Это понятно, и эта «особость» не вызывает – по крайней мере у меня – сомнения.
Но также мне понятно и другое. Устанавливая пусть даже не внешние, а лишь внутренние запреты на рефлексию по поводу чего угодно, решив обозначить запретные темы, мы никогда не остановимся на достигнутом. Вирус запретительства всесилен и коварен. И мы видим это с необычайной наглядностью в наши дни, когда эпидемия «оскорбленных чувств» заставляет нормальных людей пугливо озираться: не притаился ли за углом какой-нибудь обиженный и оскорбленный, не свистнет ли он сейчас в два пальца, призывая на подмогу своим поруганным чувствам отряд угрюмых мужчин в папахах и в штанах с лампасами.
Шутить на тему Холокоста непозволительно? Ну, допустим. А на все остальные – позволительно? Заметили ли вы, как в разные годы сакральным статусом наделялись и наделяются разные прочие темы, слова, имена?
Не могу забыть, как в один из позднесоветских годов я насмерть рассорился с одной барышней, которая призналась мне однажды, что ее «больно ранят» (так и сказала) мои шуточки про Ленина, что ей невыносимо слышать, как я неуважительно именую его «Лукичом», ну и вообще. «Пойми, – говорила она с чувством, в искренности которого я не усомнился, – пойми, что у человека в жизни должно быть хоть что-то святое!»
Нет, она не была никакой особенно пламенной и упертой комсомолкой-коммунисткой. И вообще до того разговора она казалась мне вполне адекватным человеком. Но вот – поди ж ты!

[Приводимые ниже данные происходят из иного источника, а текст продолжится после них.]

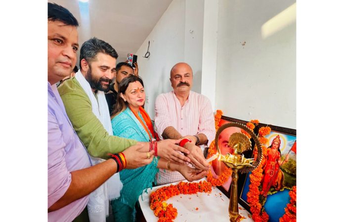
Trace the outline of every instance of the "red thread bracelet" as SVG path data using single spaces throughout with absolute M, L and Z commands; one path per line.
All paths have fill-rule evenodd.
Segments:
M 158 156 L 158 142 L 154 141 L 153 142 L 154 144 L 154 156 Z
M 184 138 L 180 141 L 178 145 L 179 146 L 184 147 L 184 146 L 185 145 L 185 143 L 186 143 L 188 142 L 191 142 L 191 140 L 187 138 Z

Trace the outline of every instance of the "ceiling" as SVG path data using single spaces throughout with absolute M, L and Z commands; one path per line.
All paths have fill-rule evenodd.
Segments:
M 89 0 L 86 3 L 79 0 L 48 1 L 66 8 L 78 19 L 80 45 L 97 37 L 116 49 L 120 62 L 126 60 L 128 53 L 136 52 L 172 0 Z

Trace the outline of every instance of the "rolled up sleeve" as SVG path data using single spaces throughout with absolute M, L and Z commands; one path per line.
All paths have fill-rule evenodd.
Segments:
M 67 191 L 72 181 L 67 169 L 65 144 L 57 122 L 48 112 L 48 208 Z
M 204 96 L 200 115 L 199 133 L 207 136 L 209 144 L 215 138 L 215 120 L 212 108 L 212 103 L 209 99 Z
M 167 99 L 164 94 L 158 95 L 155 100 L 154 123 L 158 134 L 161 139 L 163 138 L 162 134 L 165 129 L 172 126 L 169 114 L 169 105 Z

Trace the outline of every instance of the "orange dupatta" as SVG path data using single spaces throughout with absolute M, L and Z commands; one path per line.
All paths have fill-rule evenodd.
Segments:
M 131 112 L 132 113 L 134 114 L 135 115 L 135 117 L 137 119 L 137 120 L 140 121 L 140 123 L 141 123 L 141 125 L 142 125 L 142 127 L 143 127 L 143 129 L 146 131 L 146 132 L 147 132 L 147 134 L 148 134 L 148 136 L 149 136 L 149 139 L 150 140 L 152 140 L 152 137 L 151 136 L 151 134 L 149 134 L 149 133 L 148 132 L 148 129 L 147 129 L 147 127 L 146 126 L 146 125 L 143 123 L 143 122 L 142 121 L 142 120 L 140 118 L 139 116 L 138 116 L 138 114 L 136 113 L 135 112 L 134 112 L 132 109 L 131 109 L 131 107 L 129 106 L 129 108 L 130 109 L 130 110 L 131 110 Z M 147 126 L 148 127 L 148 129 L 149 129 L 149 131 L 150 131 L 152 135 L 153 135 L 153 136 L 156 139 L 157 141 L 159 141 L 159 136 L 158 136 L 158 134 L 154 132 L 154 129 L 153 129 L 153 124 L 152 124 L 152 120 L 151 120 L 150 118 L 149 118 L 149 116 L 148 115 L 148 113 L 146 112 L 146 110 L 144 110 L 141 106 L 140 106 L 138 108 L 139 111 L 141 112 L 141 115 L 142 116 L 142 118 L 143 118 L 143 120 L 144 120 L 145 123 L 146 123 L 146 124 Z

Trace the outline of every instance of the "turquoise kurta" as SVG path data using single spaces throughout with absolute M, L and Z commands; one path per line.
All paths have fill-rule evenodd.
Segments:
M 139 112 L 138 115 L 144 123 Z M 111 123 L 114 135 L 141 142 L 149 141 L 147 132 L 129 108 L 115 116 Z M 135 221 L 135 204 L 142 191 L 152 187 L 155 175 L 159 171 L 157 165 L 158 160 L 155 158 L 148 165 L 135 169 L 125 169 L 120 172 L 123 183 L 121 197 L 111 202 L 116 222 Z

Выбрала себе «что-то святое»…
Не помню, что я в тот раз ей ответил, но точно помню, что после этого разговора мы больше не виделись.

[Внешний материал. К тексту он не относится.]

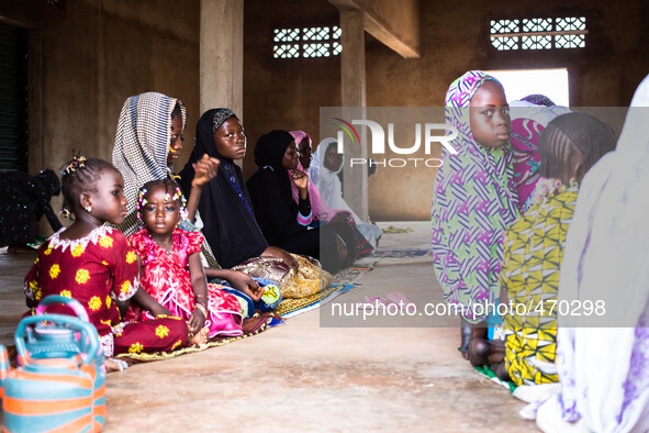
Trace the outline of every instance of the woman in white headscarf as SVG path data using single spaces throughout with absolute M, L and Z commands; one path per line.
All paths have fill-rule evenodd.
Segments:
M 336 146 L 334 146 L 336 143 L 335 140 L 327 138 L 317 146 L 315 154 L 313 154 L 316 163 L 311 164 L 309 177 L 329 208 L 336 211 L 347 211 L 351 214 L 356 227 L 373 249 L 377 247 L 377 242 L 383 232 L 378 225 L 363 222 L 343 198 L 343 186 L 337 175 L 343 169 L 345 156 L 337 152 Z
M 581 317 L 560 311 L 562 389 L 537 413 L 544 431 L 575 421 L 586 431 L 649 431 L 648 107 L 649 76 L 636 90 L 616 151 L 581 186 L 559 304 L 577 300 L 595 309 Z

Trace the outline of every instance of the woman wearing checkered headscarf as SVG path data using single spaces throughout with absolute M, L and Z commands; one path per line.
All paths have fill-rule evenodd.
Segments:
M 180 131 L 172 124 L 178 115 L 182 119 L 177 123 L 181 125 Z M 149 180 L 172 176 L 170 156 L 181 147 L 186 118 L 184 104 L 163 93 L 141 93 L 124 102 L 115 135 L 113 165 L 124 176 L 124 197 L 128 200 L 128 215 L 119 226 L 125 236 L 139 229 L 135 211 L 139 187 Z

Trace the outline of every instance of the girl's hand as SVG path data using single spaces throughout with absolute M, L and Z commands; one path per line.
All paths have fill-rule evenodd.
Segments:
M 187 321 L 187 327 L 189 329 L 189 332 L 195 334 L 202 330 L 203 325 L 205 324 L 205 319 L 206 318 L 203 315 L 203 312 L 200 309 L 197 308 L 193 310 L 193 313 L 191 313 L 189 320 Z
M 192 188 L 203 188 L 210 180 L 216 177 L 219 165 L 217 158 L 203 154 L 203 157 L 192 164 L 195 175 L 191 181 Z
M 309 175 L 304 171 L 295 168 L 291 177 L 298 189 L 305 190 L 309 187 Z
M 261 298 L 261 295 L 259 295 L 259 298 L 256 298 L 255 293 L 259 285 L 249 275 L 240 270 L 232 270 L 225 279 L 234 289 L 248 295 L 254 301 L 258 301 Z
M 332 223 L 346 223 L 349 224 L 350 226 L 354 226 L 354 216 L 351 216 L 351 213 L 347 212 L 347 211 L 340 211 L 338 213 L 336 213 L 334 215 L 334 218 L 332 218 L 332 220 L 329 221 Z
M 154 313 L 154 317 L 158 317 L 158 315 L 172 315 L 171 311 L 167 310 L 165 307 L 158 304 L 157 307 L 153 307 L 152 308 L 152 313 Z
M 287 265 L 291 267 L 291 269 L 298 270 L 298 262 L 293 258 L 293 256 L 277 246 L 269 246 L 268 248 L 264 249 L 261 257 L 281 258 L 287 263 Z

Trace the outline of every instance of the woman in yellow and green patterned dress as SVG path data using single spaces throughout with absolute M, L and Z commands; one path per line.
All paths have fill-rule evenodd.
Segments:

Вопрос, процитированный мною в самом начале, имел такое, как казалось автору, существенное уточнение:
«Вопрос не о юр. запретах (ни в коем случае), а вопрос об уместности, внутренних ограничениях и моральном праве».

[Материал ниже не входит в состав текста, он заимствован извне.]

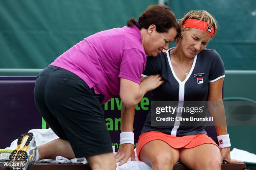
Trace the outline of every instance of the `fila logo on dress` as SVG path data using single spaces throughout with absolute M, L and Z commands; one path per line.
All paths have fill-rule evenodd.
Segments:
M 197 78 L 197 84 L 203 84 L 204 83 L 202 78 Z

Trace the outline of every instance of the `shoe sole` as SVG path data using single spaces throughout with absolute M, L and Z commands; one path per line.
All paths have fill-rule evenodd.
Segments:
M 17 148 L 12 152 L 9 157 L 11 170 L 23 170 L 28 162 L 28 153 L 30 149 L 31 142 L 34 142 L 32 133 L 25 133 L 18 138 Z M 25 142 L 25 143 L 24 143 Z

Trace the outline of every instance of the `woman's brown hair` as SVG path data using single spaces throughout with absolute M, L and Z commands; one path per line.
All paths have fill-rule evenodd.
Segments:
M 137 22 L 134 18 L 127 21 L 127 26 L 131 27 L 135 25 L 139 30 L 142 28 L 148 29 L 151 25 L 155 25 L 156 31 L 167 32 L 172 27 L 177 32 L 179 32 L 179 25 L 176 20 L 175 15 L 166 5 L 156 5 L 150 6 L 140 16 Z

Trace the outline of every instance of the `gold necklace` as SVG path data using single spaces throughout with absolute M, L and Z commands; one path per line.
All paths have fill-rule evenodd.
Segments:
M 175 49 L 174 49 L 173 50 L 173 51 L 174 51 L 174 55 L 175 56 L 175 57 L 177 58 L 177 58 L 177 56 L 176 56 L 176 54 L 175 54 Z M 179 66 L 180 66 L 180 67 L 182 68 L 182 70 L 184 70 L 184 71 L 185 72 L 185 77 L 186 78 L 187 78 L 187 75 L 188 75 L 188 73 L 187 72 L 188 71 L 188 70 L 189 69 L 189 68 L 190 67 L 190 64 L 191 64 L 191 61 L 192 61 L 192 59 L 190 59 L 190 62 L 189 62 L 189 67 L 187 69 L 187 70 L 185 70 L 185 69 L 184 69 L 182 67 L 182 66 L 181 65 L 181 63 L 180 63 L 180 62 L 179 62 L 179 59 L 178 59 L 177 60 L 178 60 L 178 64 L 179 65 Z

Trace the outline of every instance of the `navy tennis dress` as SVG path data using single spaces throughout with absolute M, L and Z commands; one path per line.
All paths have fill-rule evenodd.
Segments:
M 151 101 L 207 101 L 209 83 L 225 76 L 224 64 L 218 53 L 215 50 L 205 49 L 198 53 L 195 57 L 188 76 L 182 82 L 174 71 L 170 50 L 165 53 L 161 52 L 156 57 L 147 57 L 146 69 L 142 76 L 146 77 L 159 74 L 165 82 L 152 91 Z M 204 129 L 205 122 L 191 126 L 184 122 L 175 121 L 172 126 L 152 126 L 151 112 L 141 134 L 152 131 L 177 137 L 207 134 Z M 176 113 L 174 116 L 183 116 L 182 114 Z

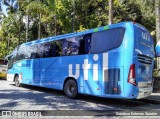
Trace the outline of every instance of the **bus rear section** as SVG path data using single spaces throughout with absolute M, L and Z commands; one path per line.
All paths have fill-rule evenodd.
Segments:
M 133 57 L 128 67 L 125 95 L 141 99 L 149 96 L 153 90 L 154 47 L 153 39 L 144 27 L 134 24 L 133 28 Z

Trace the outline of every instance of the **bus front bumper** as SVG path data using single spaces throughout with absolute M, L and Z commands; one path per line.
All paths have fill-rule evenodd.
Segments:
M 141 98 L 145 98 L 145 97 L 150 96 L 152 91 L 153 91 L 152 86 L 149 88 L 139 88 L 137 99 L 141 99 Z

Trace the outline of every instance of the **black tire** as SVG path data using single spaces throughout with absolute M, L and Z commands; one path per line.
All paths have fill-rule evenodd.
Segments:
M 17 86 L 17 87 L 20 87 L 21 86 L 21 84 L 20 84 L 20 82 L 19 82 L 19 76 L 15 76 L 15 85 Z
M 78 88 L 77 83 L 70 79 L 64 85 L 64 93 L 68 98 L 77 98 L 78 96 Z

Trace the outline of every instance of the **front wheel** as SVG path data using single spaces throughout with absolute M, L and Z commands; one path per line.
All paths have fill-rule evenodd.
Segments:
M 17 87 L 20 87 L 20 86 L 21 86 L 21 84 L 20 84 L 20 82 L 19 82 L 19 76 L 15 76 L 15 85 L 16 85 Z
M 68 98 L 76 98 L 78 95 L 77 83 L 70 79 L 65 83 L 64 93 Z

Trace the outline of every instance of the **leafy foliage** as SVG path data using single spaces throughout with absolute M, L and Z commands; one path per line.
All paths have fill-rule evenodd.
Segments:
M 73 4 L 75 1 L 75 6 Z M 2 17 L 0 58 L 25 41 L 108 24 L 107 0 L 18 0 Z M 114 0 L 114 23 L 135 21 L 155 31 L 154 0 Z

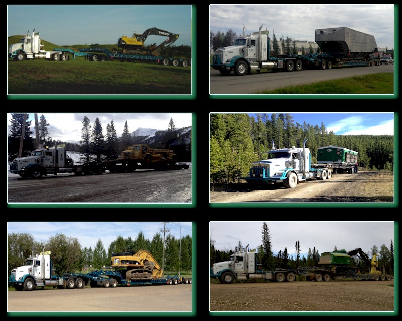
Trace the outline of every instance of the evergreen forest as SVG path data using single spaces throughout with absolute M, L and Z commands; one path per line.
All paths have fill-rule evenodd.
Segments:
M 210 115 L 210 174 L 212 184 L 239 183 L 251 163 L 266 159 L 274 141 L 276 148 L 306 147 L 317 161 L 318 147 L 332 145 L 358 152 L 359 166 L 393 170 L 393 135 L 337 135 L 323 122 L 295 122 L 290 114 Z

В том-то и дело, что «внутренние ограничения» крайне редко остаются внутренними. Установив внутренние ограничения, человек в меру своих полномочий и возможностей стремится ограничить и другого. А там уже и до «юр. запретов» рукой подать.
Эта тема неизбежно смыкается с одиозной, распухающей до неопределенных размеров темой «оскорбления чувств», каковая, практически минуя стадию общественной дискуссии, стала темой судебно-карательных мероприятий.
Поэтому давайте руководствоваться лишь собственными представлениями о такте и о вкусе, об уместности или неуместности. Давайте не будем руководствоваться глупой убежденностью, что смешное может быть в принципе оскорбительным для человека с нормальными нравственными рефлексами. Не может!
Я давно заметил, что неугомонные спорщики часто свои возражение начинают со слов «Ну а если…» «Ну а если ваш ребенок… Ну а если в вашем подъезде… А если вдруг…»
Когда я наталкиваюсь на это «если», я прямо буквально съеживаюсь, и мне решительно не хочется узнавать, что там дальше.
Однажды, помню, я написал, что, по моему глубокому убеждению, на поминках, даже если это поминки по очень близкому тебе человеку, не надо делать скучные лица, не надо говорить вполголоса и избегать даже подобий улыбки. Напротив, уверен я, надо непременно вспоминать что-нибудь смешное и веселое, надо смеяться, если смешно, потому что смех и ненатужная веселость и саму даже смерть способны иногда заставить усомниться в собственном всесилии.
Если не первый, то уж точно второй комментарий начинался, конечно же, со слов «Ну а если». И я, не став даже читать, что там было дальше, решил все же ответить.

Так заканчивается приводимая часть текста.